I never realized how much sodium is in bread before we started eating low sodium. A single slice of white sandwich bread can have as much as 300 mg of sodium, more than we eat for an entire meal now. So, we bake our own bread. That's something I never, ever thought I would do but it's surprisingly not as difficult as I thought it would be. This recipe produces a light and airy loaf with no sodium because there’s no milk or eggs. A little honey and olive oil give it a delicious mild flavor that you can use for a savory sandwich or something sweeter, like French toast.
Servings: makes one 9x5 inch loaf
Sodium: None (although, technically, yeast has a tiny, tiny bit of sodium) Time: 30 minutes active, 3 hours resting/baking
Ingredients: 450 g (3 and 3/4 cups) bread or all purpose flour
2 tsp instant yeast
2 tablespoons olive oil
2 tablespoons honey
283 g (1 and 1/4 cups) water, room temperature
1) Mix all the ingredients in a large bowl and let the dough rest, covered with plastic wrap or a kitchen towel, for 20 minutes.
2) Transfer the dough to a lightly oiled surface, lightly oil your hands, and knead until smooth, about 10-12 minutes. You could also use a stand mixer or bread machine but I've never used either and I just do this by hand. Whenever I reference "oil" in this recipe, I'm referring to olive oil but you could use any oil. There are a number of ways to tell if your dough is properly kneaded (see TIPS on kneading, below). I like to poke the dough and if it springs back then it's good to go. If you're kneading by hand, definitely give it at least 10 minutes. If you're using a machine I imagine it's much easier! This dough can be a little bit sticky when you start kneading, but don't add any flour or you'll end up with a dense and dry loaf. Instead, keep the dough moving quickly as you knead, and use a plastic dough scraper or spatula to scrape off any dough that's stuck to your hand.

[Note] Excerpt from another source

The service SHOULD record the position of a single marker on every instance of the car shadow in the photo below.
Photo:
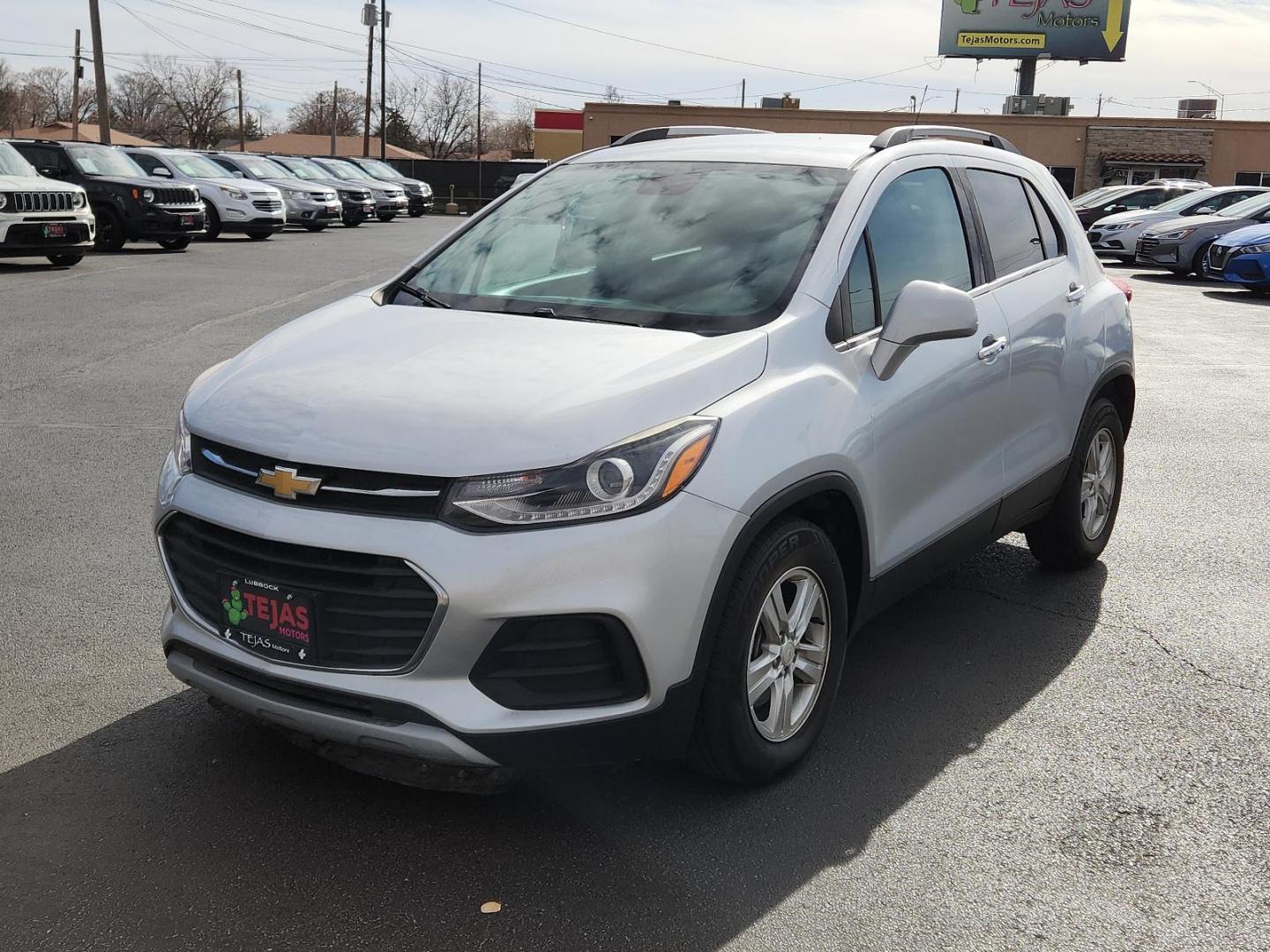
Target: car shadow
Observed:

When the dough is kneaded, clean out your bowl, drizzle little bit of oil in it, and then return the kneaded dough to the bowl. Roll the dough around in the bowl a few times so it's coated in oil, and then let it rest seam side down. Cover the bowl with plastic wrap or a kitchen towel, and let rest at room temperature for about an hour until it has doubled in size. On an especially warm day, the dough may double in size in as little as 40 minutes. On a cold day it has taken as much as 2 hours for my dough to double in size. Here's the kneaded dough, before and after it rises.
3) Transfer the dough to a lightly oiled surface, deflate it, and shape it into a 9 inch log. You need the log to just fit into the bottom of your bread pan. Start by gently flattening the dough out into a rectangular-shaped piece, and then roll it into a log. Place the shaped dough into an oiled 9x5 inch loaf pan. Cover the loaf pan with lightly greased plastic wrap and allow it to rise again until the dough is just about an inch above the edge of the pan. This can take anywhere from 40-60 minutes depending on how warm it is.

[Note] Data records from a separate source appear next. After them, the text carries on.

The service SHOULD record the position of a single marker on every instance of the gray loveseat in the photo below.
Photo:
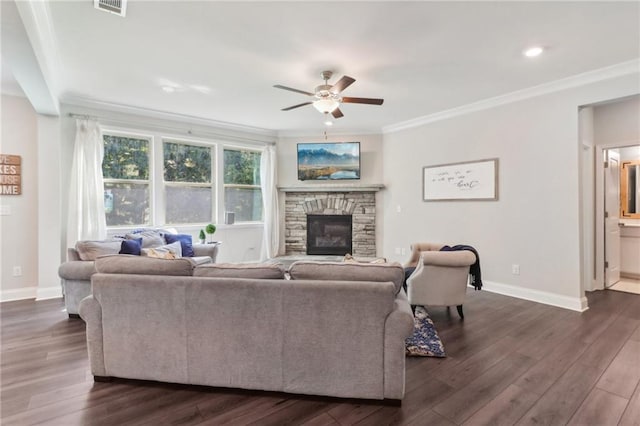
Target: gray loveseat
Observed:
(76, 273)
(341, 334)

This is the dough when it's first placed in the loaf pan, and then after 40 minutes on a warm (about 80°F) day.
Here's a variation with sesame seeds I did on a very cold rainy day (about 60°F). After about an hour the dough was just barely over the rim of the pan but I went ahead and baked it and it came out great. At this point you can add seeds by sprinkling the seeds onto your work surface and then rolling the log through the seeds. Then place the seeded log into the pan..
4) Preheat the oven to 350°F.
5) Bake at 350°F for 30-35 minutes until the top is golden brown. If your oven heats unevenly, you may want to rotate the pan halfway through the bake time. Remove the bread from the pan and allow it to cool completely on a cooling rack before slicing.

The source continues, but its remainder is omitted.